PLAYBILL VAULT'S Today in Theatre History: SEPTEMBER 11

By David Gewirtzman
and Ernio Hernandez and Sam Maher
11 Sep 2013

1912 Jane Cowl becomes a star while performing in Within the Law by Bayard Veiller, which opened on this night. The play is about a woman wrongfully accused of theft. This was also the premiere production at the new Eltinge Theater on 42nd Street.



1918 A report comes out today commending the new army camp musical by Irving Berlin, Yip, Yip, Yaphank! The musical, which had been playing at the Century Theater since August 19, showcased 350 Camp Upton soldiers and Berlin himself. The report applauds Berlin's show because it makes a soldier's life seem not so bad. One of the themes of the musical is that "the soldier's life is after all a happy one." The show features among other things, soldiers in drag wearing blackface singing "Mandy," while Berlin himself sings "Oh, How I Hate to Get Up in the Morning." Berlin's classic song, "God Bless America," was originally written for Yaphank but dropped because he felt it too "sticky" for the production. The song did not surface again until 1938, when Kate Smith will introduce it on the radio.

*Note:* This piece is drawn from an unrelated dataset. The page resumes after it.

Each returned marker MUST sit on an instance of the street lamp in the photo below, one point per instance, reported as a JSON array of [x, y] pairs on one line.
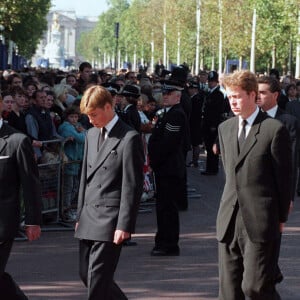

1940 After missing him for a decade, the Broadway stage once again sees Al Jolson. He co-stars with Martha Raye in Hold on to Your Hats at the Shubert Theatre.

1959 The now landmark statue of song and dance man George M. Cohan is unveiled in Times Square, opposite the Palace Theatre.

1994 Broadway's original Blanche Du Bois, actress Jessica Tandy, dies tonight at the age of 85. A legend of both stage and screen, she won three Tony Awards for her portrayals in A Streetcar Named Desire, The Gin Game and Foxfire. She also garnered an Academy Award for her role in "Driving Miss Daisy." Her husband and longtime co-star, Hume Cronyn, shared a Tony Lifetime Achievement Award with her earlier in the year.

2001 On a sunny Tuesday morning, terrorists fly two commercial airliners into New York City's World Trade Center "Twin Towers," and a third into the Pentagon in Washington DC, causing mass death, destruction and chaos in both cities. All theatrical performances are cancelled for the next two days around the U.S. In ensuing years, the event will inspire numerous plays, including The Guys, Omnium Gatherum, Portraits and Recent Tragic Events.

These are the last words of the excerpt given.